True. With nothing to showcase in the past 75 years except the accumulated sins of mismanagement, wastage, failures, negligence, nepotism and corruption, what is left to showcase in the present except the cost of its final tally which has left millions in poverty, the fields ruined, the rice bowls bare, the children malnourished, the fuel rationed, the power disrupted, the industries at a standstill, banks downgraded, hospitals without medicines, schools without books, and an economy that is bankrupt?

Successive governments, as the new masters of our destiny, have made a pig’s breakfast out of seventy five years of freedom, and left a people without hope, left many to wonder   whether they would’ve been better off under the British yolk than under the local jackboot.

 

With the past and present affording naught to celebrate but mourn the abject shame of our ghastly failures, no wonder the government was perforce to look to the future to celebrate the miracles they will create for us within the next 25 years.  No doubt the diplomats, invited to the freedom fete, will be impressed to know that, though in the gutter, Lanka’s leaders have still not lost the mystic touch to see not a lone star but a whole galaxy shine on Lanka in the unknown future.

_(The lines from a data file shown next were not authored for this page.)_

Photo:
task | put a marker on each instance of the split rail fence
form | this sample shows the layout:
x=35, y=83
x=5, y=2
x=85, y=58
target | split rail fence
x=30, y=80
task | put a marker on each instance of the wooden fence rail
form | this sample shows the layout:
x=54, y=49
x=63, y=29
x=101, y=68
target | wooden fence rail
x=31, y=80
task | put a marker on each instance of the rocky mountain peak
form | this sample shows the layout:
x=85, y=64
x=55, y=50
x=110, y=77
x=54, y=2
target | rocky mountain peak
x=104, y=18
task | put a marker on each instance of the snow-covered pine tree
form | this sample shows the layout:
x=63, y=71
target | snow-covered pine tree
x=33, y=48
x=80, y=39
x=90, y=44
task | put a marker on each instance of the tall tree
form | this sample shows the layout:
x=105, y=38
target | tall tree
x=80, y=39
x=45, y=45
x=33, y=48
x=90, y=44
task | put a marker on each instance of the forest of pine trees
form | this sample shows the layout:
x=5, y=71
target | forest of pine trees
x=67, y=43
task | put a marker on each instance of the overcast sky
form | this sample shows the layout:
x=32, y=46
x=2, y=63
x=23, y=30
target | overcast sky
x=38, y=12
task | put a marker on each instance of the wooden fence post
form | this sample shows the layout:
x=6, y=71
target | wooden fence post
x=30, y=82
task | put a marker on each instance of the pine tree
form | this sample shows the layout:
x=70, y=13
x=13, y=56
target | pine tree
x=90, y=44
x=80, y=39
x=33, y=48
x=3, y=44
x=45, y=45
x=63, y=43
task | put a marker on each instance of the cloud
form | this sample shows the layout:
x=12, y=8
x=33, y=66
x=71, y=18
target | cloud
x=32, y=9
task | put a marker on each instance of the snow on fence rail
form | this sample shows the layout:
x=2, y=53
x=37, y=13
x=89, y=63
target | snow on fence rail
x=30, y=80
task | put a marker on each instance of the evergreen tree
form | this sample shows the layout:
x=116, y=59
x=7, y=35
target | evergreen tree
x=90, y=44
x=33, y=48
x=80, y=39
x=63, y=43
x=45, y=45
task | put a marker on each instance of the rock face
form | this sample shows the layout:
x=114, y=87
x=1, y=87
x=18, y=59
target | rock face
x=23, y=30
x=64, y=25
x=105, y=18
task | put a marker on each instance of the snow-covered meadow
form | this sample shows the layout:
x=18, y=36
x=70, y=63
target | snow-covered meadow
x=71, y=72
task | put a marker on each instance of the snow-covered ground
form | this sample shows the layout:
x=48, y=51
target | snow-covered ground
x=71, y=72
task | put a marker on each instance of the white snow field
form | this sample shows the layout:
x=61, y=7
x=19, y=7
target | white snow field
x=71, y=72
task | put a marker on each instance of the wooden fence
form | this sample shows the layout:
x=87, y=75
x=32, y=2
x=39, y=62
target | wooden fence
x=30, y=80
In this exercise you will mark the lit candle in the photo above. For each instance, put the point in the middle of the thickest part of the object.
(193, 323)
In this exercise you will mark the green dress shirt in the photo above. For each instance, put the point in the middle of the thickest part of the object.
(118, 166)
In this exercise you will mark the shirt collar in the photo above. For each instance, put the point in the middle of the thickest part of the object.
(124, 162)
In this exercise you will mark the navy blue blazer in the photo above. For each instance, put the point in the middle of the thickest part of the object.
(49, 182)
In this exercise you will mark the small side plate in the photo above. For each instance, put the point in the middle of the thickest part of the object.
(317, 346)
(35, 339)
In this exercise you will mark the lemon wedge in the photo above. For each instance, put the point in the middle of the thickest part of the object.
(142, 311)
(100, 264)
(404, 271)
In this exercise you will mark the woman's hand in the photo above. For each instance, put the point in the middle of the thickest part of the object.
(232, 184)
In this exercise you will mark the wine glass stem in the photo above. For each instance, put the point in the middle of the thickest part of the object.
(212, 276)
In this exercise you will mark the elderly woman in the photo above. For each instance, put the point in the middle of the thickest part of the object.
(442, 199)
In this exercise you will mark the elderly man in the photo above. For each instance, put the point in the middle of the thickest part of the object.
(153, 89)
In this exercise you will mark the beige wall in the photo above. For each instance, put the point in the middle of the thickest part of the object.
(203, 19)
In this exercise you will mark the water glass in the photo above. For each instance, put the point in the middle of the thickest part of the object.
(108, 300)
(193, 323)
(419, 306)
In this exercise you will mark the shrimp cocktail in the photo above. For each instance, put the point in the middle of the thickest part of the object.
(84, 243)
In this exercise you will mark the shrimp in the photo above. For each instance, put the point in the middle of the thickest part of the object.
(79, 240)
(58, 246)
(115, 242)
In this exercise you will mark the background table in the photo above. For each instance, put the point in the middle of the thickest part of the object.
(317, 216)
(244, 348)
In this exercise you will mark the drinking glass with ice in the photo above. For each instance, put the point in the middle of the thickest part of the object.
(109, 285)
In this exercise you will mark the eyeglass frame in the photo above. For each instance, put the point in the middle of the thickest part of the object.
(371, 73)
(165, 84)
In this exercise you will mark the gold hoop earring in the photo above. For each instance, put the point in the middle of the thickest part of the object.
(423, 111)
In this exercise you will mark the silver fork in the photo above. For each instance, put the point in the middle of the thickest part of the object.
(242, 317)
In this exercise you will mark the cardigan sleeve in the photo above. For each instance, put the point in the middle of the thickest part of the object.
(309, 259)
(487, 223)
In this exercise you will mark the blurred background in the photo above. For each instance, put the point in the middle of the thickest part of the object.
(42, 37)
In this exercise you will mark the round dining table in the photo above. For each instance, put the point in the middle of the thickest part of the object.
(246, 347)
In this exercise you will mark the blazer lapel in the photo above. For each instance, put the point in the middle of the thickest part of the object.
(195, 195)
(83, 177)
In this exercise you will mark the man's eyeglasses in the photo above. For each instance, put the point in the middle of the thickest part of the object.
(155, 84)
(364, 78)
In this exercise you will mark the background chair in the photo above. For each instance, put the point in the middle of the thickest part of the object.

But what will truly leave western world diplomats impressed is how democracy still survives the persecution, how the flame of freedom still burns in every Lankan breast, and how, when other countries in the South Asian region fell, at some time or other after independence, under a military jackboot, only India and Lanka kept faith in democracy’s light to ward off even its shadow from falling upon them. How democracy has been the bulwark that has kept the red wolf in white clothing from creeping through the gates.

It’s the ennobling stuff that redeems the culpable sins of a people who have often chosen the wrong leaders and, as a result, are now down and out, begging for help. It is the stuff that makes western taxpayers urge their accountable governments to grant their foreign aid to help democratic governments sustain a free people through an economic nightmare. Not use public money to prop tin pot dictatorships with scant regard for human rights.

But it will not do, now will it — to showcase the last jewel left in our once gem-studded crown — to wheel in battle-scarred Democracy, strapped in a straitjacket and stretched on the rack with the Damocles Sword tenuously dangling over its head?

The only justifiable reason to celebrate Independence when the nation can ill afford is not to show the world we can but to convince the world that there is something still left worth saving.

This February 4th on Independence Day, when Ranil Wickremesinghe takes the guard of honour for the first time as President, it shall be wise for him to contemplate on the aspirations that must have dwelled in the breasts of modern Ceylon’s founding fathers on that auspicious day. No doubt, their collective hopes and wishes at the nation’s rebirth, echoed, paraphrased, Lincoln’s unforgettable lines:

‘That this nation, reforged in Liberty and dedicated to the principle that all are equal, shall have a new birth of freedom — and that government of the people, by the people, for the people, shall not perish from Ceylon’.